I was now in the room, and I glanced about me. Never have I seen such an untidy room in my life. It was not dirty, but simply littered up with things.

“Sit down,” he said, sweeping off some drawings and papers on to the floor from a chair that was loaded. There was also a glass of water on the chair, and he tipped that off, too, and the water ran on the floor.

“Oh,” I gasped, “do you always throw everything on the floor like that?”
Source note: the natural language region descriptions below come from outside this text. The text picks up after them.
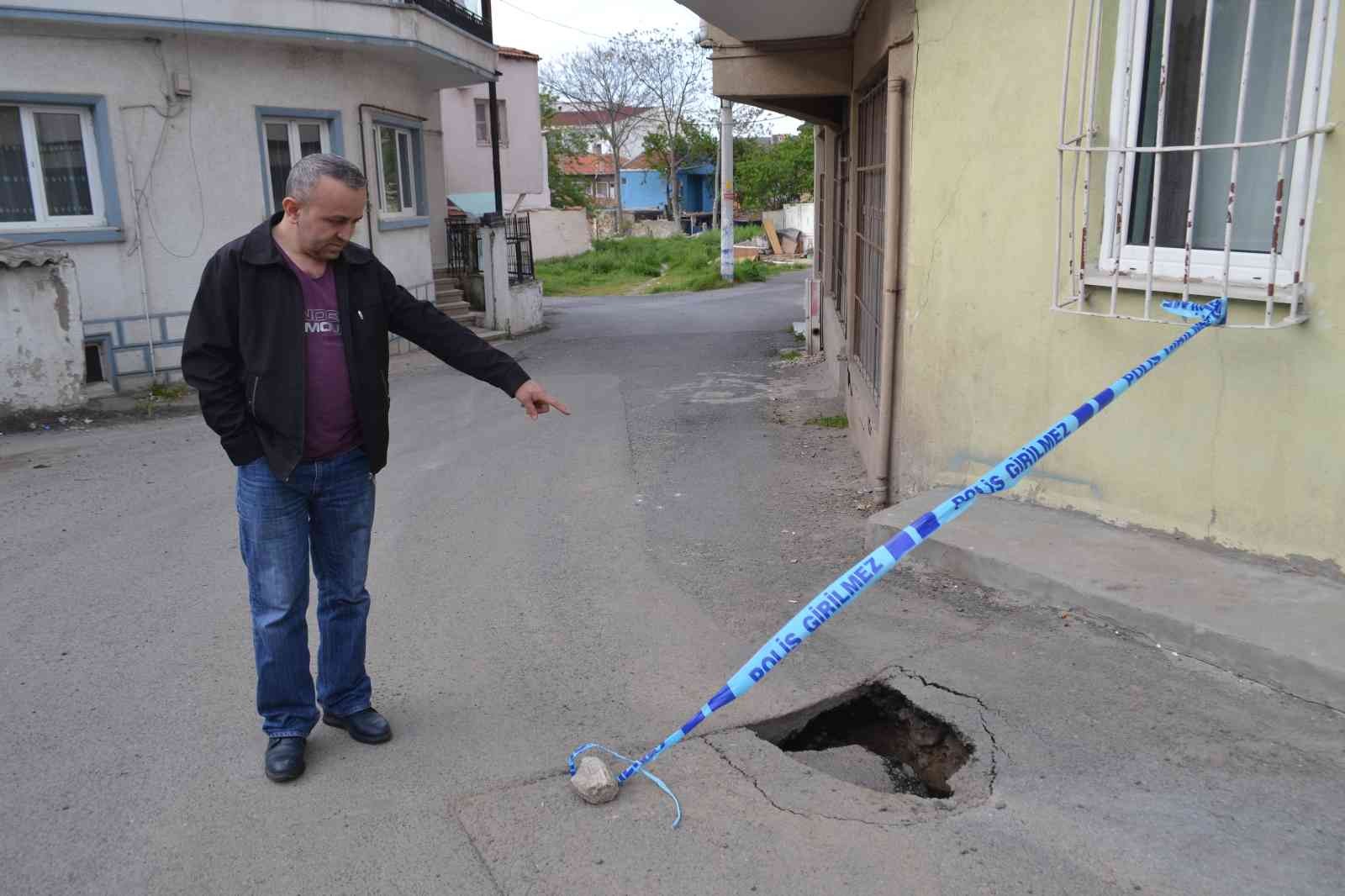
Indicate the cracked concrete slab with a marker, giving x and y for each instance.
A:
(1253, 616)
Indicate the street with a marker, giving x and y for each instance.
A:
(538, 586)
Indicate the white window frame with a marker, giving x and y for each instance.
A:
(407, 177)
(1246, 268)
(483, 105)
(293, 124)
(44, 221)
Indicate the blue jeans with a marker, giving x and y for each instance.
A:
(327, 510)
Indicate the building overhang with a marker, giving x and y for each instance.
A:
(403, 34)
(759, 20)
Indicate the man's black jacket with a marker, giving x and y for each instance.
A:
(245, 347)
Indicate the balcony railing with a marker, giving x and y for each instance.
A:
(457, 13)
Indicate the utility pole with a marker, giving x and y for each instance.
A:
(726, 190)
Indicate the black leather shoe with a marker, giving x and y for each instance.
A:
(286, 757)
(367, 727)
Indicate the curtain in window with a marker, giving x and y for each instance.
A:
(65, 174)
(15, 187)
(388, 161)
(1264, 107)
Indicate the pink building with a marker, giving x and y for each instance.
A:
(468, 177)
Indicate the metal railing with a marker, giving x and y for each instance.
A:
(462, 246)
(518, 237)
(459, 15)
(871, 171)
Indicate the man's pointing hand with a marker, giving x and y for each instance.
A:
(537, 401)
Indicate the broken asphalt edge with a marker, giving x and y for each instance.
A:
(1241, 616)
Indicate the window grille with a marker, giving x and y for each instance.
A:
(518, 235)
(871, 170)
(842, 187)
(1204, 143)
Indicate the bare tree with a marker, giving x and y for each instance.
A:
(599, 81)
(674, 71)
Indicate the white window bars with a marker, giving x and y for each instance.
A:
(1214, 140)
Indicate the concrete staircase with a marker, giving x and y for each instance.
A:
(451, 299)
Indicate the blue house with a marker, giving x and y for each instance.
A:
(646, 190)
(697, 188)
(643, 188)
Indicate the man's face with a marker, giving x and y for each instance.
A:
(326, 221)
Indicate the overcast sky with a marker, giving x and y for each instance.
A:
(555, 27)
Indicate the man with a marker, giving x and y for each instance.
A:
(288, 346)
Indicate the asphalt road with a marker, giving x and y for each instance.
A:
(598, 577)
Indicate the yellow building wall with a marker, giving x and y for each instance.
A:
(1237, 439)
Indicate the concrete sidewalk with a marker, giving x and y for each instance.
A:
(1254, 618)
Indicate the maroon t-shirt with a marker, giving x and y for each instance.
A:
(330, 421)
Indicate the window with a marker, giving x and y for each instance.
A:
(842, 187)
(483, 123)
(49, 168)
(871, 172)
(287, 141)
(1230, 219)
(396, 170)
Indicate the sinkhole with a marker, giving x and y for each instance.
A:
(876, 737)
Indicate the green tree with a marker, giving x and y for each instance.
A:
(767, 177)
(694, 145)
(567, 190)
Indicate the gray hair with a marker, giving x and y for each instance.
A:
(309, 170)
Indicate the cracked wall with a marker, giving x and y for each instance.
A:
(40, 338)
(1231, 441)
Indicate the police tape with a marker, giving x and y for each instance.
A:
(852, 582)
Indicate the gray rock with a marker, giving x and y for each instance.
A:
(595, 781)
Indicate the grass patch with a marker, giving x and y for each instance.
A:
(649, 264)
(168, 392)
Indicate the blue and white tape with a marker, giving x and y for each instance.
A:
(851, 584)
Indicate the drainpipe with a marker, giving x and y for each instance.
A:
(726, 190)
(495, 147)
(372, 174)
(891, 286)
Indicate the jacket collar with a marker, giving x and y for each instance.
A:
(260, 246)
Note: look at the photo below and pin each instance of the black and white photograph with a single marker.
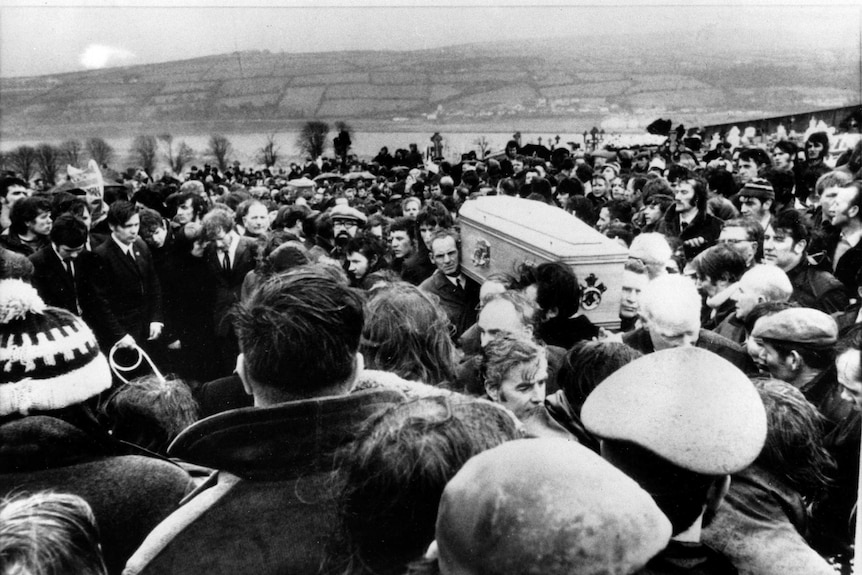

“Not everything,” he answered, grinning. Then he handed me a box of cigarettes. I took one, and he began to look for a match. On the couch, the table and on all the chairs were piled papers, paints, brushes, clothes, boots and all manner of articles. It looked as if he never put anything where it belonged. Even his clothes were not hung up. On the walls were sketches, paintings, a pair of fencing swords, and the floor could scarcely be seen, as it also was covered with articles, and there were boxes of cigarette stumps and several empty glasses and bottles. As he hunted for the matches, he tumbled one thing after another on the floor.

I was possessed with a desire to tidy up that room. My hands were literally itching to go to work upon it. He seemed so helpless among all his belongings.